Rejet 20 mars 2026
Commentaire • 0
Sur la décision
| Référence : | TA Lyon, 8e ch., 20 mars 2026, n° 2509658 |
|---|---|
| Juridiction : | Tribunal administratif de Lyon |
| Numéro : | 2509658 |
| Type de recours : | Excès de pouvoir |
| Dispositif : | Rejet |
| Date de dernière mise à jour : | 25 mars 2026 |
Texte intégral
Vu la procédure suivante :
Par une requête et un mémoire complémentaire, enregistrés les 28 juillet et 12 août 2025, M. B… C… représenté par Me Haik, demande au tribunal, dans le dernier état de ses écritures :
1°) d’annuler les décisions du 29 juin 2025 par lesquelles la préfète du Rhône lui a fait obligation de quitter le territoire français sans délai de départ volontaire, a fixé le pays de renvoi et lui a fait interdiction de retourner sur le territoire français pour une durée d’un an ;
2°) d’enjoindre à la préfète du Rhône ou à tout préfet territorialement compétent, dans le délai d’un mois à compter de la notification du jugement, sous astreinte de cinquante euros par jour de retard, de procéder à un nouvel examen de sa situation et de lui délivrer une autorisation provisoire de séjour et de travail dans cette attente ;
3°) de mettre à la charge de l’État une somme de 1 200 euros au titre de l’article L. 761 – 1 du code de justice administrative.
Il soutient que :
– les décisions attaquées sont entachées d’un défaut de signature par la préfète du Rhône en personne et ont été signées par une autorité incompétente ;
– elles méconnaissent les dispositions de l’article L. 121-1 du code des relations entre le public et l’administration et ont été prises sans qu’il ait pu bénéficier d’une procédure contradictoire préalable ; elles méconnaissent également son droit d’être entendu ;
– elles sont insuffisamment motivées ;
– elles sont entachées d’une erreur manifeste d’appréciation de sa situation personnelle et méconnaissent les stipulations de l’article 8 de la convention européenne de sauvegarde des droits de l’homme et des libertés fondamentales ;
– elles sont entachées d’une erreur manifeste d’appréciation dès lors que la préfète fait une appréciation erronée de la menace à l’ordre public qu’il représente.

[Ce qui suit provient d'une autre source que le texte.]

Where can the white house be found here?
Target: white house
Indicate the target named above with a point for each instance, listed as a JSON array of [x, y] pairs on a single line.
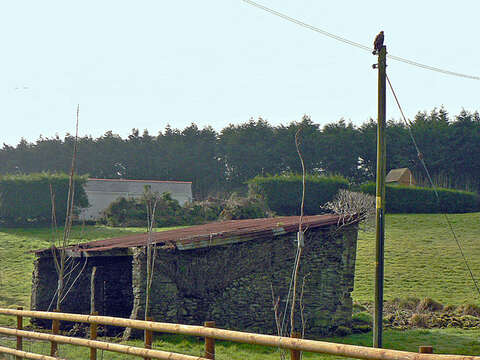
[[102, 192]]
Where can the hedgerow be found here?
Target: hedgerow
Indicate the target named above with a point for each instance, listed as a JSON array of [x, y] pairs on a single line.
[[283, 193], [26, 199], [413, 199]]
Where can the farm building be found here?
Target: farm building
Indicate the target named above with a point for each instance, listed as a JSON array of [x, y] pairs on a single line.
[[228, 272], [401, 176], [102, 192]]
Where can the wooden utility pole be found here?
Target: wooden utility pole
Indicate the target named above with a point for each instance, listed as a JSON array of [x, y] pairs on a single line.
[[380, 200]]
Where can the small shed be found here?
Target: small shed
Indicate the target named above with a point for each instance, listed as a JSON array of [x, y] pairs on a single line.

– la décision portant obligation de quitter le territoire français est entachée d’un défaut d’examen préalable, sérieux et approfondi de sa situation ;
–la décision portant refus d’octroi de délai de départ volontaire n’est fondée ni en droit ni en fait ;
– la décision portant interdiction de retour sur le territoire français pour une durée d’un an est insuffisamment motivée ;
– elle est illégale par exception d’illégalité de la décision de refus d’octroi de délai de départ volontaire ;
– elle est entachée d’une erreur de droit dès lors que la préfète n’a pas réalisé le contrôle de proportionnalité entre sa vie privée et familiale et l’interdiction de retour qui lui est faite ;
– elle présente un caractère disproportionné ;
– elle est entachée d’une erreur de droit au regard de la réalité de la menace à l’ordre public que représente sa présence sur le territoire.
La requête a été communiquée à la préfète du Rhône, qui a produit des pièces le 13 novembre 2025.

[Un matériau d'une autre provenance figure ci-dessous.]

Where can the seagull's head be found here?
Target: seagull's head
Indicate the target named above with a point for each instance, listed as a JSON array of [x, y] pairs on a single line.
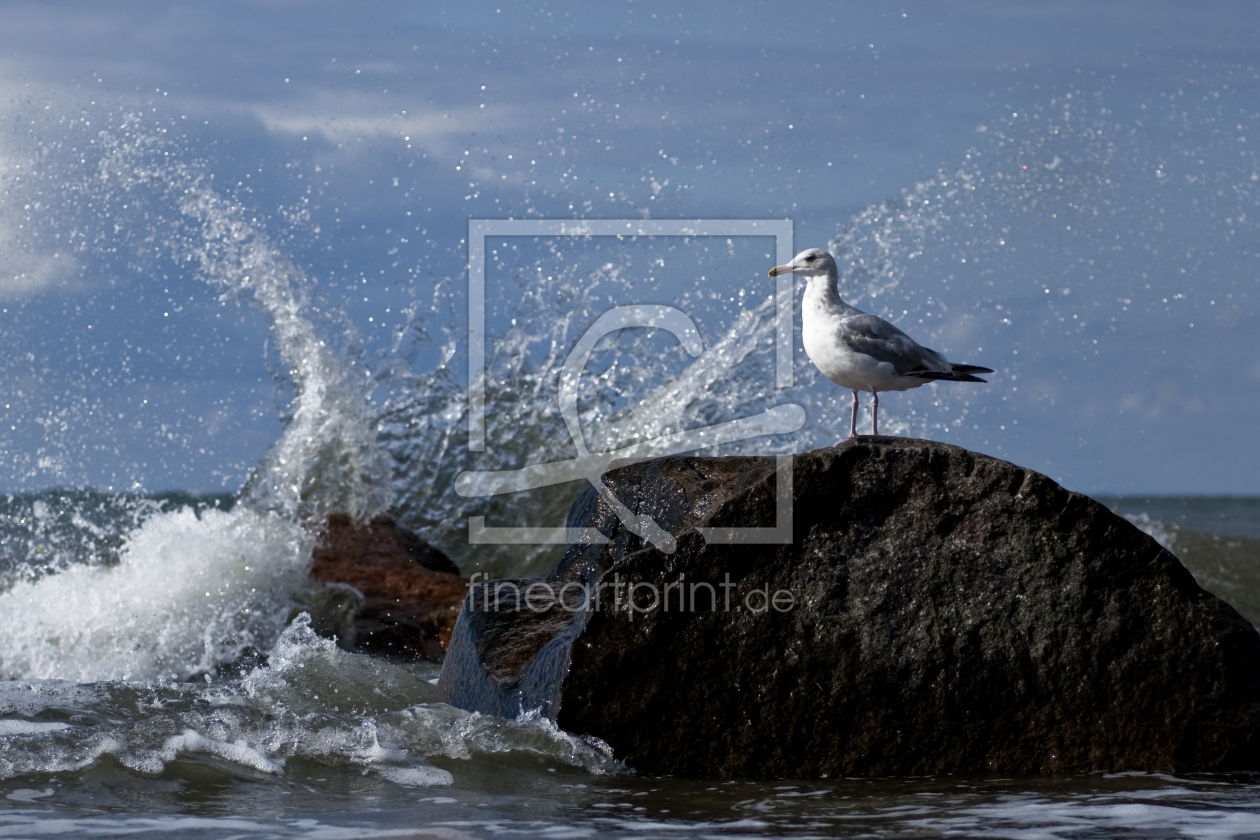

Vu les décisions attaquées et les autres pièces du dossier.
Vu :
– la convention européenne de sauvegarde des droits de l’homme et des libertés fondamentales ;
– le code de l’entrée et du séjour des étrangers et du droit d’asile ;
– le code des relations entre le public et l’administration ;
– le code de justice administrative.
La présidente de la formation de jugement a dispensé le rapporteur public, sur sa proposition, de prononcer des conclusions à l’audience.
Les parties ont été régulièrement averties du jour de l’audience.

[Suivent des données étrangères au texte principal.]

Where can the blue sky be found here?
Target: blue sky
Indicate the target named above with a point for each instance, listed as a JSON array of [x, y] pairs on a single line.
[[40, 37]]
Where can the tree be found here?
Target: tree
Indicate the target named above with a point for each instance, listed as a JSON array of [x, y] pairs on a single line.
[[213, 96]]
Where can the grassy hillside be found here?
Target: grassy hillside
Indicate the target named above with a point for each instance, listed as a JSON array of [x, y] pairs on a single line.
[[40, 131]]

Le rapport de Mme Dèche, présidente, a été entendu au cours de l’audience publique, à laquelle les parties n’étaient ni présentes, ni représentées.
Considérant ce qui suit :
M. C…, ressortissant algérien, né en 1981 déclare être entré en France en 2020. Par les décisions attaquées du 29 juin 2025, prises en conséquence de son interpellation et de sa garde à vue du 28 juin 2025, la préfète du Rhône lui a fait obligation de quitter le territoire français sans délai, a fixé le pays de renvoi et lui a interdit de retourner sur le territoire pour une durée d’un an.
Sur les moyens communs aux décisions attaquées :
En premier lieu, les décisions contestées ont été signées par Mme A… D…, sous-préfète, chargée de la politique de la ville, qui bénéficiait, dans le cadre de sa permanence du 27 juin 2025 au 30 juin 2025, d’une délégation de signature de la préfète du Rhône à cet effet, en vertu d’un arrêté préfectoral du 16 juin 2025, régulièrement publié le même jour au recueil des actes administratifs spécial de la préfecture. Par suite, les moyens tirés de ce qu’elles seraient entachées d’un défaut de signature par la préfète du Rhône en personne ou d’incompétence doivent être écartés.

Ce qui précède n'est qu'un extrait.